Data Profiling
Data profiling is essential to managing change in business systems...
Where change to business systems is anticipated & commissioned its successful implementation can, in theory, be verified by traditional reporting. Typically, change driven by mergers & acquisitions, new products or services, technology upgrades, removal of ‘key man’ dependencies, new regulations or legal requirements, new corporate branding or policies etc. is validated by targeted querying of data.
However, on its own this approach to change management is too simplistic, because it limits you to finding issues only where you decide to look for them (as opposed to all issues which may result from proposed change, either directly or indirectly). Therefore, it won’t reveal issues which result from unforeseen change – i.e. change which just ‘happens’ during ‘business as usual’. Change caused by abnormal market conditions, errors or omissions, misunderstandings, data validation failures, system outages, viruses or malicious actions etc. is highly unlikely to be captured by traditional reporting.
So far safer than validating proposed change is to detect all change, whether anticipated & commissioned or completely unforeseen, with regular data profiling.
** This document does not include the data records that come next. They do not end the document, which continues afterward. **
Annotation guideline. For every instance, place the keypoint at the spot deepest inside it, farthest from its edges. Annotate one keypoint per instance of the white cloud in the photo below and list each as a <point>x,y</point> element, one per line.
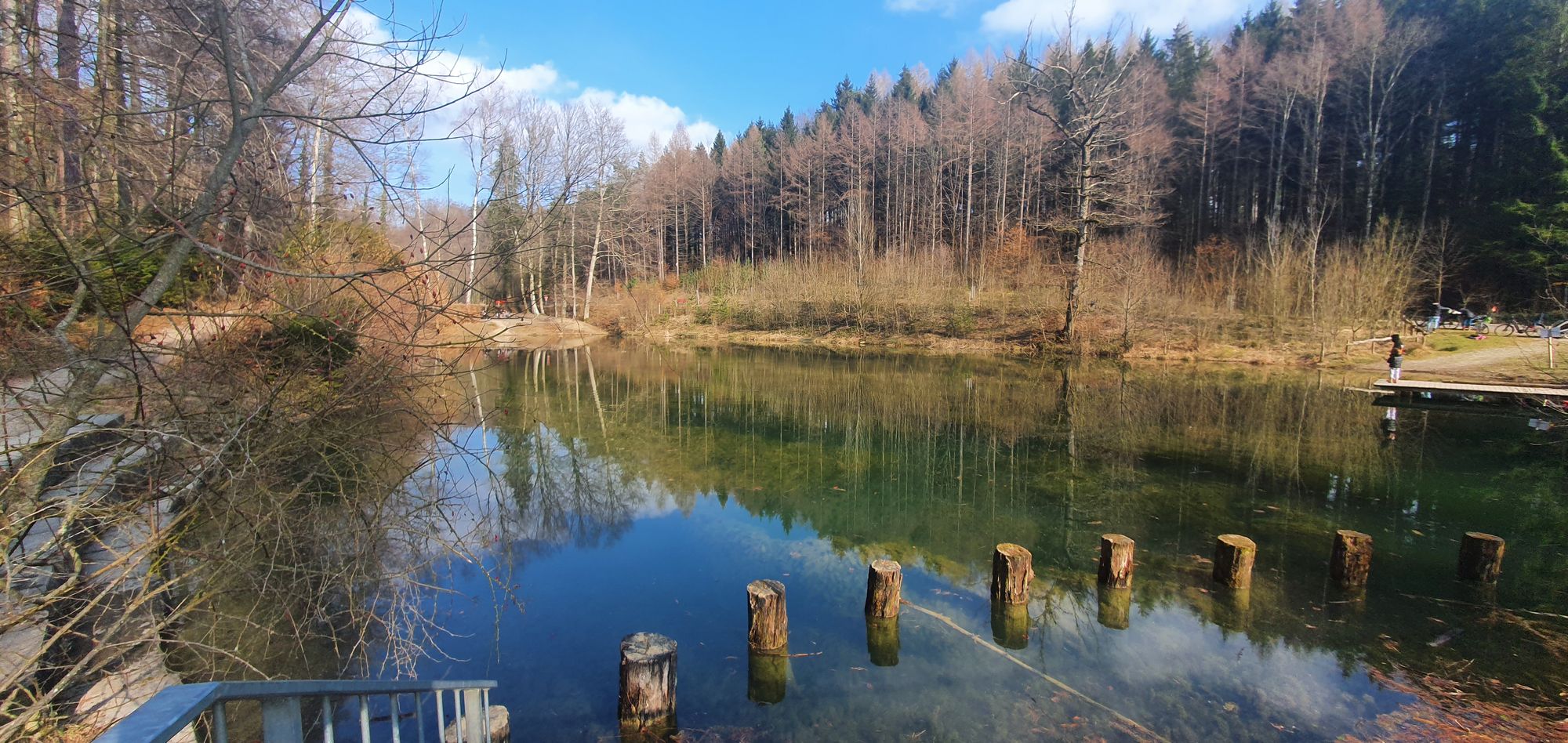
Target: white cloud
<point>449,76</point>
<point>647,117</point>
<point>1050,16</point>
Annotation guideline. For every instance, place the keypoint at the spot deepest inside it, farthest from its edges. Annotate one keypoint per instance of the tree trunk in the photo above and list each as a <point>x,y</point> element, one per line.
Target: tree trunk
<point>766,617</point>
<point>884,589</point>
<point>1233,560</point>
<point>1116,562</point>
<point>1012,573</point>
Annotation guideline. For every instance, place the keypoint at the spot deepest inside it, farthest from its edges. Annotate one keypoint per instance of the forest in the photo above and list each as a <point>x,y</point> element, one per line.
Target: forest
<point>1428,136</point>
<point>1348,162</point>
<point>231,244</point>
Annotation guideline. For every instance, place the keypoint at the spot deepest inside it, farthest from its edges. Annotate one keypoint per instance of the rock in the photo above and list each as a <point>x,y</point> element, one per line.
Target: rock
<point>118,694</point>
<point>82,441</point>
<point>501,727</point>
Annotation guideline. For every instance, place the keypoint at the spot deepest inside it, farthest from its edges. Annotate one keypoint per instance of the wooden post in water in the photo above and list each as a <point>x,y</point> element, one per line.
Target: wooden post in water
<point>884,595</point>
<point>1481,557</point>
<point>1352,559</point>
<point>1012,573</point>
<point>1233,560</point>
<point>768,620</point>
<point>648,684</point>
<point>1116,562</point>
<point>884,589</point>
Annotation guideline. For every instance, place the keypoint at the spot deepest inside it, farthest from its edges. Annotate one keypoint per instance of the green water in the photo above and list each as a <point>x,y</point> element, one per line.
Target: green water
<point>620,488</point>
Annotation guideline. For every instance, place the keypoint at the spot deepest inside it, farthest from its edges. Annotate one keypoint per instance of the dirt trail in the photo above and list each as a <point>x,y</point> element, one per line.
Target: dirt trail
<point>1514,360</point>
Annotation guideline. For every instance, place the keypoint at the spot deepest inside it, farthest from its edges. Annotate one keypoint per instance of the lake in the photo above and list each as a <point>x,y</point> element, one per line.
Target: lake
<point>619,488</point>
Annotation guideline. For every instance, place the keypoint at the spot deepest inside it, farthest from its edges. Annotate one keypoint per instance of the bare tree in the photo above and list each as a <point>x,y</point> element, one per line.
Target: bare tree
<point>1086,95</point>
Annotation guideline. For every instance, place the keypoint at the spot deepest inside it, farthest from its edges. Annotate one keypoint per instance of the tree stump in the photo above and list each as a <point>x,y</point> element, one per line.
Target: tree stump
<point>1481,557</point>
<point>1012,573</point>
<point>768,676</point>
<point>1011,625</point>
<point>882,640</point>
<point>884,589</point>
<point>648,683</point>
<point>1116,560</point>
<point>769,625</point>
<point>1233,560</point>
<point>1116,607</point>
<point>499,725</point>
<point>1352,559</point>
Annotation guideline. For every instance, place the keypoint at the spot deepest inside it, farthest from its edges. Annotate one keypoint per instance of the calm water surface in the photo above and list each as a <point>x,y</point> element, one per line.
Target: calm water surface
<point>619,490</point>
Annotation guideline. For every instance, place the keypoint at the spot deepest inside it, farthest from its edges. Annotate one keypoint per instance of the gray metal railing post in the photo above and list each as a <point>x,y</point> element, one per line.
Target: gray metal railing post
<point>220,725</point>
<point>281,720</point>
<point>328,734</point>
<point>365,719</point>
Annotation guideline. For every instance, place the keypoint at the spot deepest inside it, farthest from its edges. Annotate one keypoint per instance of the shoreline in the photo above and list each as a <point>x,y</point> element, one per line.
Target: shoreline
<point>1443,357</point>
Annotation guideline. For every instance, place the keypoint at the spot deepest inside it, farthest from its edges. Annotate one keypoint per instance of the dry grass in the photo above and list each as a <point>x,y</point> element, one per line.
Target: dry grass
<point>1280,302</point>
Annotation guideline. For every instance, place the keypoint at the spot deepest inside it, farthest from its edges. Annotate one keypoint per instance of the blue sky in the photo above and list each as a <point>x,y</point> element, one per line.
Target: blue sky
<point>727,63</point>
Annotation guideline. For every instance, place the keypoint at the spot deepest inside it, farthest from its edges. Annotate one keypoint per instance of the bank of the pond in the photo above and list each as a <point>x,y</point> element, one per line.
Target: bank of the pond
<point>1443,357</point>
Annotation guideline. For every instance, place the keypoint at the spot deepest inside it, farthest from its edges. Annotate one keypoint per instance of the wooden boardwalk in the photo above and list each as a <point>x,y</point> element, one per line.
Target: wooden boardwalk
<point>1501,391</point>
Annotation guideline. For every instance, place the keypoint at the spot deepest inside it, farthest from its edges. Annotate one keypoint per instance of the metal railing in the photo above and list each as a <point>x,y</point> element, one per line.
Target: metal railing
<point>283,722</point>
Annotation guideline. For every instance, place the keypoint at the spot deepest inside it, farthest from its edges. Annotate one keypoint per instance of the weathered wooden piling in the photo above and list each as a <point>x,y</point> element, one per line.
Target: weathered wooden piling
<point>1011,625</point>
<point>768,676</point>
<point>882,640</point>
<point>1116,607</point>
<point>1012,573</point>
<point>1481,557</point>
<point>648,683</point>
<point>768,620</point>
<point>1116,560</point>
<point>1352,559</point>
<point>884,589</point>
<point>1233,560</point>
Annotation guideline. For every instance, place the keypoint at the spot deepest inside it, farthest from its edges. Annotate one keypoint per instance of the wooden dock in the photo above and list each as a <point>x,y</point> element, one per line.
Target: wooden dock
<point>1461,390</point>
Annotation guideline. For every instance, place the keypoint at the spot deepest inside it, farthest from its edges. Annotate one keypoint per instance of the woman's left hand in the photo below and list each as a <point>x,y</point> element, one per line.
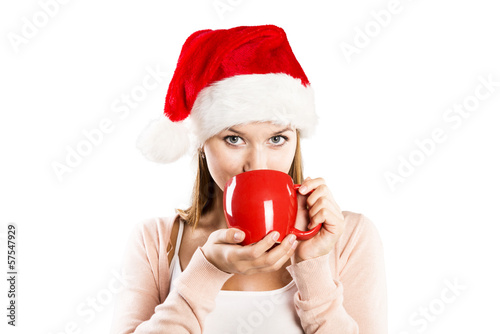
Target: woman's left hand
<point>318,208</point>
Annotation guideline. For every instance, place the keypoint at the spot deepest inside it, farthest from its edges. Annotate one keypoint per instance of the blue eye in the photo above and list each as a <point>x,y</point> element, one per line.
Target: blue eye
<point>233,140</point>
<point>277,140</point>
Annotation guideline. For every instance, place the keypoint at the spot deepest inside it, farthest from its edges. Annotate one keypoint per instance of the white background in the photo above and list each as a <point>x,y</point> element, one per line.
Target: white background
<point>439,225</point>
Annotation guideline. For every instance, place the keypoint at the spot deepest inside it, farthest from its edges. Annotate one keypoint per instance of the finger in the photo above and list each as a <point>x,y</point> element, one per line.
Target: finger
<point>228,236</point>
<point>256,250</point>
<point>277,254</point>
<point>324,202</point>
<point>310,184</point>
<point>321,191</point>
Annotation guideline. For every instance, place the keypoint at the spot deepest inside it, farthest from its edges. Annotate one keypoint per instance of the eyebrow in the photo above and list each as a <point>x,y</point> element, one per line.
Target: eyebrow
<point>276,133</point>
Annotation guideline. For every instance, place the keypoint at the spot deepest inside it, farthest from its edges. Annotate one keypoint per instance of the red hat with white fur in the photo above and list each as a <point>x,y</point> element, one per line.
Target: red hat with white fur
<point>229,77</point>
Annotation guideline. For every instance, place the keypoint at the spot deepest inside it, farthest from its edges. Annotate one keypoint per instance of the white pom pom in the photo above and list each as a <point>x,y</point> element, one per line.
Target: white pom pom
<point>164,141</point>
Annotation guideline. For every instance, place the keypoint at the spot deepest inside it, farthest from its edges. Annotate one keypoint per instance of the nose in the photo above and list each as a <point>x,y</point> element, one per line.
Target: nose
<point>256,158</point>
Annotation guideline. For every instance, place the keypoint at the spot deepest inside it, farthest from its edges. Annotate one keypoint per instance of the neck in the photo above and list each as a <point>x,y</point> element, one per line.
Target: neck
<point>215,217</point>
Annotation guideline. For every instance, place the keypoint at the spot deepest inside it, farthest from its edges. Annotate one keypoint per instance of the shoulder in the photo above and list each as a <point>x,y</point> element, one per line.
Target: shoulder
<point>153,232</point>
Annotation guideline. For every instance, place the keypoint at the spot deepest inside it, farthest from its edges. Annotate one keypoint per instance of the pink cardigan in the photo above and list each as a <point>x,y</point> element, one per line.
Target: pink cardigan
<point>339,293</point>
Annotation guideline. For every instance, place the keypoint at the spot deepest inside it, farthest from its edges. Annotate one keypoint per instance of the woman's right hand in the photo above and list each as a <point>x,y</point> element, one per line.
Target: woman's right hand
<point>223,251</point>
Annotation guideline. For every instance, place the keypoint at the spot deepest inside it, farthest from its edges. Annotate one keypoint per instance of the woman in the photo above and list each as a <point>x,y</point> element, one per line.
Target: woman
<point>249,103</point>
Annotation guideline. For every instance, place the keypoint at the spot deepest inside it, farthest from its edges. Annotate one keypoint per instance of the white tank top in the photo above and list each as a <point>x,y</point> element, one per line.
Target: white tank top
<point>245,312</point>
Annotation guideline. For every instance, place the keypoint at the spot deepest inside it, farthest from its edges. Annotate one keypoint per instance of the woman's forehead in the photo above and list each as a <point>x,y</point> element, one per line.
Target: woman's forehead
<point>261,126</point>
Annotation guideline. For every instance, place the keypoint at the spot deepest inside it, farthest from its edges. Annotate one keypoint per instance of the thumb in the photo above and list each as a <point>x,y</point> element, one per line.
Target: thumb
<point>233,236</point>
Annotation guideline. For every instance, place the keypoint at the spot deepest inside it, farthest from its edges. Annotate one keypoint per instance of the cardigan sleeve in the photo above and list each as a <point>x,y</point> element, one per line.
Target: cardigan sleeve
<point>356,300</point>
<point>139,308</point>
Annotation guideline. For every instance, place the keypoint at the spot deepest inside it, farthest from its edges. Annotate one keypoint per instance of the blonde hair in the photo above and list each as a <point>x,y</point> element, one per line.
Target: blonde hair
<point>203,195</point>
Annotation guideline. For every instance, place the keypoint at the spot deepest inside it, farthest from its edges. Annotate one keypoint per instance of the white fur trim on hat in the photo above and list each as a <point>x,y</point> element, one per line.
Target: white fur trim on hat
<point>241,99</point>
<point>164,141</point>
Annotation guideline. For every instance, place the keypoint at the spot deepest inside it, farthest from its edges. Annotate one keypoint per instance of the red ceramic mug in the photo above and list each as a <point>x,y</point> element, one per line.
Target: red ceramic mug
<point>261,201</point>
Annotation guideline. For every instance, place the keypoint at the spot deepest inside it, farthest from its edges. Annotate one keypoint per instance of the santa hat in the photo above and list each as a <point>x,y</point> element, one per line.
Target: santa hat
<point>225,78</point>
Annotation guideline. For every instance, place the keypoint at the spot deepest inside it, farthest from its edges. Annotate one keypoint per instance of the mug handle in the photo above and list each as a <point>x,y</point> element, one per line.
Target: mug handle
<point>305,235</point>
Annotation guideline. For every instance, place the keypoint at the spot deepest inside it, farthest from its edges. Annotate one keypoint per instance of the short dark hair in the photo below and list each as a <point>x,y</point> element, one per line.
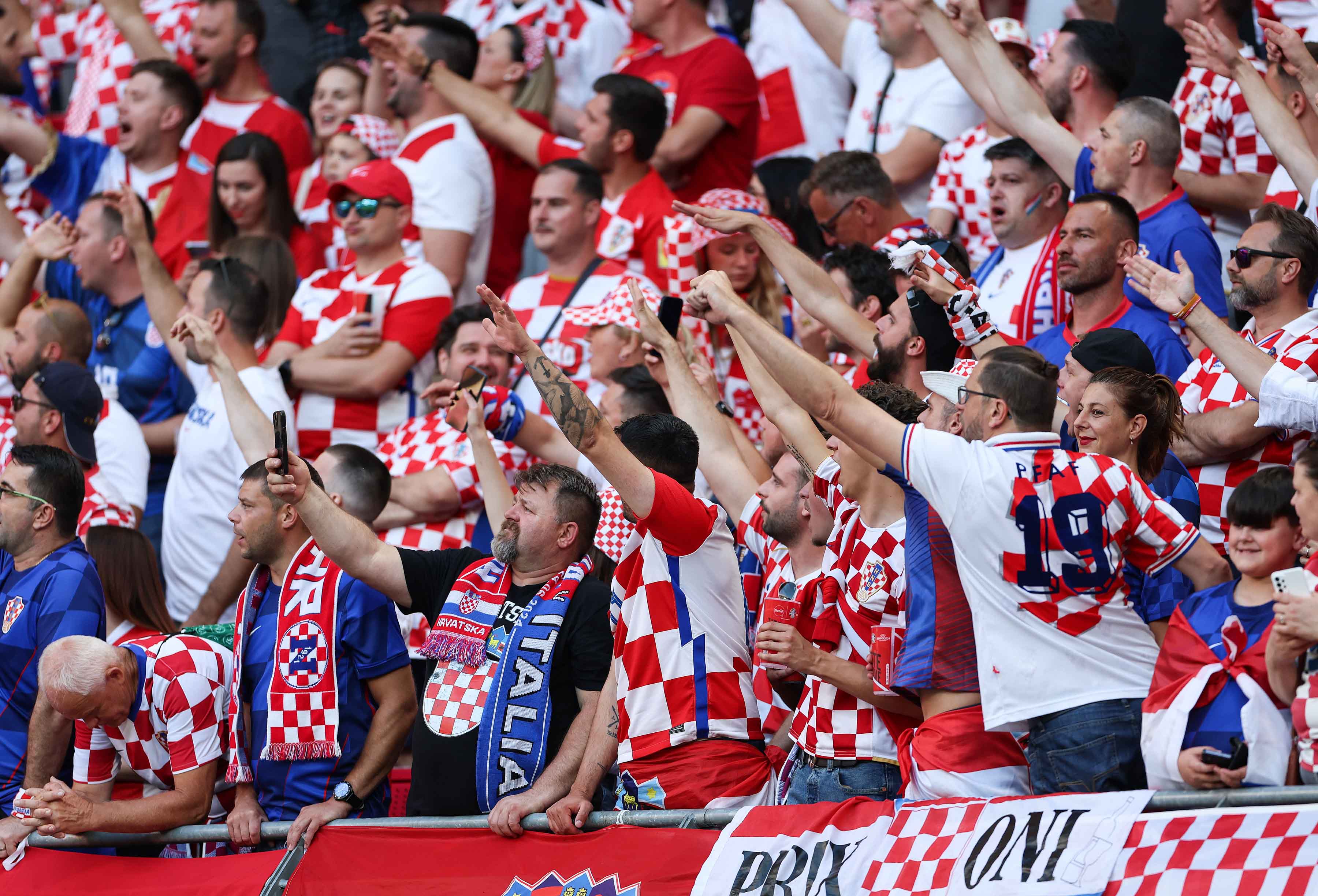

By performing statistical analyses of data values & formats, data profiling tools are extremely good at identifying anomalies and disparities which could be harmful if left unaddressed. Repeated with a frequency appropriate to the volatility of the relevant data, data profiling allows all change which manifests itself in data to be detected before it can have any significant, negative impact.
Data profiling is also very useful for identifying the logic implicit in physical data – e.g. logical entities and attributes, primary and foreign keys, relationships between entities, logical domain values – and therefore expedites the task of establishing the definition of business activities, which is a fundamental pre-requisite of any effective change management approach.